- Born: 15 July 1937 Ashta sehore, Madhya Pradesh, India
- Died: 5 November 2009 (aged 72)
- Occupations: Journalist, Editor

= Prabhash Joshi =

Indian journalist

Prabhash Joshi (15 July 1937 – 5 November 2009) was an Indian journalist, especially Hindi journalism, writer and political analyst. He was strongly in favour of "ethics and transparency". He played a part in Gandhian movement, Bhoodan movement, and in the surrender of bandits and in the struggle against emergency.

==Early life==
Prabhash Joshi was born in Ashta near Bhopal, Madhya Pradesh, India to Pandarinath Joshi and Leela Bai.

==Career==
Prabhash Joshi began his career with Nayi Duniya, was the founder editor of Hindi daily Jansatta in 1983.

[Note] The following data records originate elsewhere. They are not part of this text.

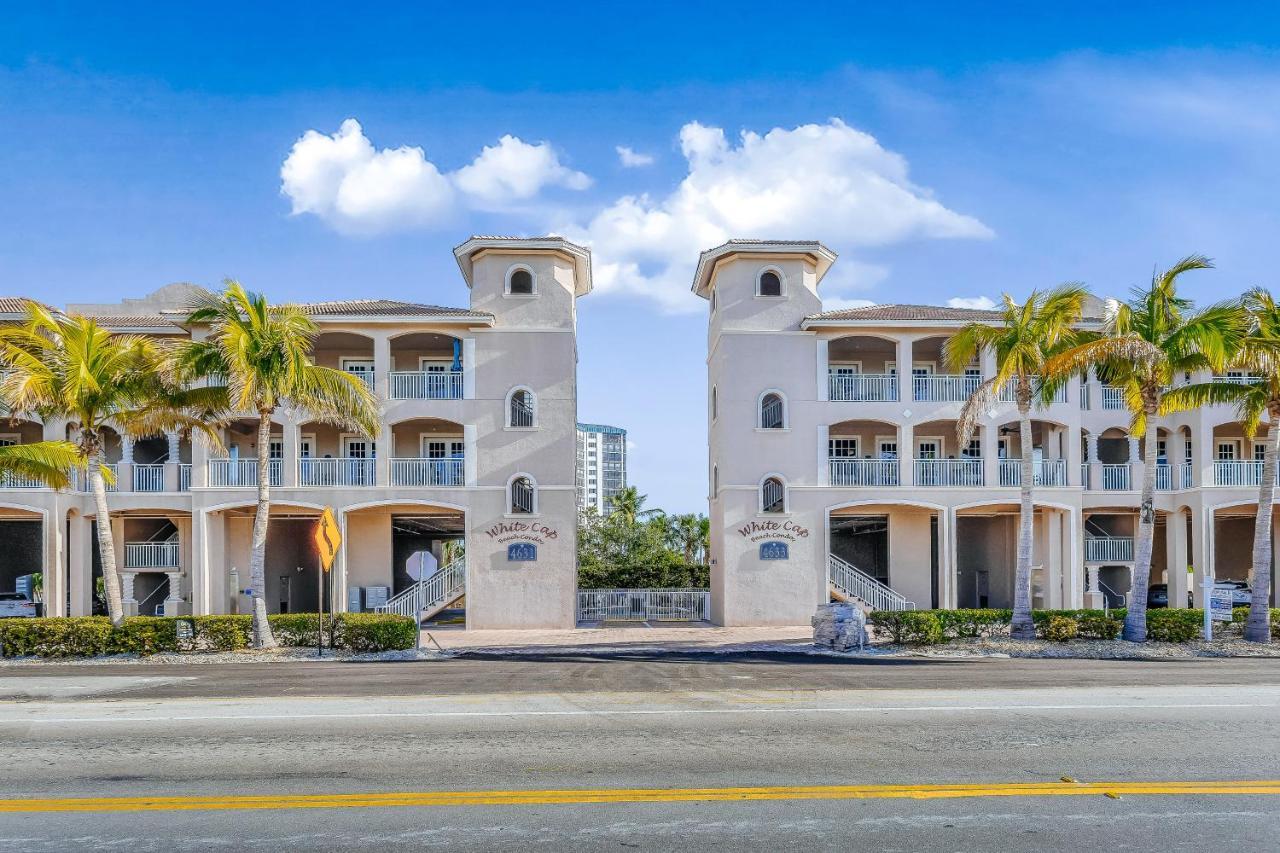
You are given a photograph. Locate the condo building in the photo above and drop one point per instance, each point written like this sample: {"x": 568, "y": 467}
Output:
{"x": 466, "y": 496}
{"x": 602, "y": 465}
{"x": 835, "y": 468}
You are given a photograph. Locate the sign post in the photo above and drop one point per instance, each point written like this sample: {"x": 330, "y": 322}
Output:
{"x": 328, "y": 539}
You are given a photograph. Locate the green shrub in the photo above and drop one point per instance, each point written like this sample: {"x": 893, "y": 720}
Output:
{"x": 1060, "y": 629}
{"x": 1174, "y": 625}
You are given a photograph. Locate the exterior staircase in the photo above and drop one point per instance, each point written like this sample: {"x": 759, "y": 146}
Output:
{"x": 429, "y": 596}
{"x": 853, "y": 584}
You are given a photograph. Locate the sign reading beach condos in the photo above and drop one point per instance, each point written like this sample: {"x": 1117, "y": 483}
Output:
{"x": 475, "y": 452}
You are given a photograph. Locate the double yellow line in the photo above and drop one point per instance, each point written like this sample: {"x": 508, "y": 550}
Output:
{"x": 1267, "y": 788}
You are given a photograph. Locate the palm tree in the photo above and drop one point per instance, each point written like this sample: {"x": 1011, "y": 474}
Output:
{"x": 1028, "y": 334}
{"x": 69, "y": 368}
{"x": 1253, "y": 397}
{"x": 1144, "y": 345}
{"x": 263, "y": 354}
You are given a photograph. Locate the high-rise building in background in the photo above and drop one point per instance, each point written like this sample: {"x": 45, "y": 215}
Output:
{"x": 602, "y": 465}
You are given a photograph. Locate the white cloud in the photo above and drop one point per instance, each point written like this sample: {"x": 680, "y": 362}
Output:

He was with the Gandhi Peace Foundation and edited the Hindi version of Everyman's, a journal devoted to advocating Jayaprakash's views and sponsored by Ramnath Goenka. This journal campaigned for JP's movement for purity in public life.

He was also known for his writings on cricket. As a television commentator, he was mainly invited for his views and comments on national politics during the Lok Sabha (lower house of the Parliament of India) or Vidhan Sabha (Legislative Assembly of an Indian state) elections.

Joshi had been writing a Sunday column for Jansatta entitled "Kagad-Kare" for' many years. Recently he had started writing a weekly column entitled "Aughat-Ghat" for Tehelka Hindi. He also worked with the Indian Express as the resident editor at Ahmedabad, Chandigarh and Delhi. After retiring from the newspaper in 1995, he continued as the chief editorial advisor.

He also wrote a book on Hinduism. As he was from the land of the Malwa region of Kumar Gandharva, he loved the unique staccato style of classical vocal music.

===Death===
Prabhash Joshi died 5 November 2009 from a heart attack, after watching an India-Australia cricket match.

==Personal life==
Prabhash Joshi was married to Usha. He lived with his wife in Jansatta Apartments, in Vasundhara, Ghaziabad, Uttar Pradesh. They have a daughter, Sonal, and two sons, Sandeep and Sopan.